The areas where the programme is being carried out were tested for resistance to the SMC drugs before starting, and no resistance was discovered among the representative sample tested. Further resistance surveys will be conducted periodically in Koutiala and Moïssala.

In Mali, MSF teams observed a 65 per cent drop in the number of simple malaria cases in the weeks following the distribution of treatment. Additionally, the number of people admitted to hospital for reasons associated with malaria plummeted from an average 247 per week to 84. In southern Chad, results were equally encouraging: in two health zones in Moïssala, the number of simple malaria cases decreased by between 72 and 86 per cent compared to the number recorded in the weeks prior to the first SMC distribution.

"This prevention strategy could be an extraordinary public health tool, particularly for protecting children, who account for the vast majority of malaria deaths,” said Dr Lasry. “We can draw on our projects in Chad and Mali to assess the feasibility of employing this strategy in other contexts.”

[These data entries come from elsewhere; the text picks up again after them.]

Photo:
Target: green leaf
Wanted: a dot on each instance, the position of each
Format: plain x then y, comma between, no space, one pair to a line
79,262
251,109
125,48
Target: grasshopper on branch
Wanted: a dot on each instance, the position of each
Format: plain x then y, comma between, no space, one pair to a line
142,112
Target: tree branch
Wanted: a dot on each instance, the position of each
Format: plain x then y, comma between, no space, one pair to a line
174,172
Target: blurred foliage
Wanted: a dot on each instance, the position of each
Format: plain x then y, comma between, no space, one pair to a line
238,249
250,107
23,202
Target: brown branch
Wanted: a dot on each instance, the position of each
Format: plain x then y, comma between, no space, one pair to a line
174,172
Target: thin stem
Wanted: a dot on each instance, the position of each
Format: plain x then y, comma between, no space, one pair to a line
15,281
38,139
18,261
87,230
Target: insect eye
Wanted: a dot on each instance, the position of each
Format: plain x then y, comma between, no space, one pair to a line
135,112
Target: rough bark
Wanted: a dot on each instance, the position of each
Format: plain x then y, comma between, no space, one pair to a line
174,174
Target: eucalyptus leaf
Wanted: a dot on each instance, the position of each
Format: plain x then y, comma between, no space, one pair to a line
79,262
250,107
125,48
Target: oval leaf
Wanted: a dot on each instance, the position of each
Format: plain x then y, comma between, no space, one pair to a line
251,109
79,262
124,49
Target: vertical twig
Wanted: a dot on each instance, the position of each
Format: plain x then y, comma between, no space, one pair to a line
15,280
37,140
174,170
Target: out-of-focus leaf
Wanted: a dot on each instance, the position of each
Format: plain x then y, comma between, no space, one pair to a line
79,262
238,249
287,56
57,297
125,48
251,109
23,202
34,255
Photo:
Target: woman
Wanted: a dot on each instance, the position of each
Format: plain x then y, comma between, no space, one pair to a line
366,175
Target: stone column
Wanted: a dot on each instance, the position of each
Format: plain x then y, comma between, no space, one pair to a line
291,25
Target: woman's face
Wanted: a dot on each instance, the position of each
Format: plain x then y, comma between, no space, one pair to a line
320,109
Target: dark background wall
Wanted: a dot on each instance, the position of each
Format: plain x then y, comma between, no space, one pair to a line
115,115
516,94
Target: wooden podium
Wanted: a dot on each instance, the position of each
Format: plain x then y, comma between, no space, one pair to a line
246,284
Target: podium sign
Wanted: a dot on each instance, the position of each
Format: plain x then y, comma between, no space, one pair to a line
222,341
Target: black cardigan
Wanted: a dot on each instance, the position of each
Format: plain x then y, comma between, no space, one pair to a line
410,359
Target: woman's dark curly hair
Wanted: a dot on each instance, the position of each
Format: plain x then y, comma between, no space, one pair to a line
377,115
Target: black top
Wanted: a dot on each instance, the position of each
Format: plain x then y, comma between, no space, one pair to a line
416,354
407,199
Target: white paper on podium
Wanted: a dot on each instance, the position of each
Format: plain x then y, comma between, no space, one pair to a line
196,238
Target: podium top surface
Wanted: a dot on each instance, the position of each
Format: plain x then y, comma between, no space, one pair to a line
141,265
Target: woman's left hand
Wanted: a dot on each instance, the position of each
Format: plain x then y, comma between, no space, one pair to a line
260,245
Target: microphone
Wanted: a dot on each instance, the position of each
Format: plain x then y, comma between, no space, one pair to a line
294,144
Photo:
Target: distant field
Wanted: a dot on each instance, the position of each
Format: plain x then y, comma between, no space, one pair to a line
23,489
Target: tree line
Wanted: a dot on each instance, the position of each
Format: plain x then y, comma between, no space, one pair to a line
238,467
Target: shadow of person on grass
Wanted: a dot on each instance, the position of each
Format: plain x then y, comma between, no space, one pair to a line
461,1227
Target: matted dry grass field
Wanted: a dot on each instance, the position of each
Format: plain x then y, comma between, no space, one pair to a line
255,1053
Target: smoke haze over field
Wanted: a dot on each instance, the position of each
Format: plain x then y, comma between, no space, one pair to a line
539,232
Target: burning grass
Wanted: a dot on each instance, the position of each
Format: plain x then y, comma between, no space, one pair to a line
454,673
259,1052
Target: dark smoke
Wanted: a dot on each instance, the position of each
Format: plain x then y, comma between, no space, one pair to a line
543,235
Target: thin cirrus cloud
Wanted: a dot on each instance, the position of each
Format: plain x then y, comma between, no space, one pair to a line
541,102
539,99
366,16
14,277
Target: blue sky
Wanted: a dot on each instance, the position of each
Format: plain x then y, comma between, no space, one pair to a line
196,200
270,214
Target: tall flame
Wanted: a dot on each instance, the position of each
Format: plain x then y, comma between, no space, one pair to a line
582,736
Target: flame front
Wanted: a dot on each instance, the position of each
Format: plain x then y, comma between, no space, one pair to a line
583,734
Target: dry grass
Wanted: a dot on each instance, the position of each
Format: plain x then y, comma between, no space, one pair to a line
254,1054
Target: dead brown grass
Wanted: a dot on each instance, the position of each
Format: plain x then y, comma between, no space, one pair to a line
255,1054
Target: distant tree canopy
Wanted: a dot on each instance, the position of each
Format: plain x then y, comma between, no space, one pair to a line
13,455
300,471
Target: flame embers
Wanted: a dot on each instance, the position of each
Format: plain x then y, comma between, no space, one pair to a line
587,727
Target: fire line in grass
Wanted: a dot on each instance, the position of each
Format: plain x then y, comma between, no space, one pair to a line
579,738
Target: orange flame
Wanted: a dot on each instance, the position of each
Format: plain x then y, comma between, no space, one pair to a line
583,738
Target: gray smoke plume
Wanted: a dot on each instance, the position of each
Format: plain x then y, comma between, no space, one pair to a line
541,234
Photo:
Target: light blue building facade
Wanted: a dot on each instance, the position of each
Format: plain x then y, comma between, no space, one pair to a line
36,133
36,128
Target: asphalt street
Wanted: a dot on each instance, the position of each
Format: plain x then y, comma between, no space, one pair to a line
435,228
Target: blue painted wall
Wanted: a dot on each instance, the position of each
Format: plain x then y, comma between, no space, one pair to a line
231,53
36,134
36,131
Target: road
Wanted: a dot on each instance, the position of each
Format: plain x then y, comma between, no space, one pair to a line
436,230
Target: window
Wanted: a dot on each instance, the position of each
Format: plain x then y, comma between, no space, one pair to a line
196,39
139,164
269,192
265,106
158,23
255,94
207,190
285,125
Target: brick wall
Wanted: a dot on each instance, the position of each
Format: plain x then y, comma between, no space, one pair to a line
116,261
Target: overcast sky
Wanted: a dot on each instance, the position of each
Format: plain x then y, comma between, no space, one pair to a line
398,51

Additional malaria prevention methods, such as bed net distributions, insecticide spraying, and adequate diagnosis and management of malaria must continue to be supported and implemented in endemic countries, MSF said.

According to the WHO, an estimated 650,000 people die from malaria every year. Ninety per cent of cases occur in sub-Saharan Africa, mainly among young children.

MSF is running programmes for the treatment and prevention of the most deadly diseases in young children in Mali and Chad. Since the beginning of 2012, more than 12,000 people have been treated for malaria as outpatients and 3,500 sick and/or severely malnourished children have been hospitalised in Koutiala district in southern Mali. In the Moïssala district in Chad, more than 18,000 people have received malaria treatment in MSF-supported facilities or from non-medical village health workers who have been trained by MSF.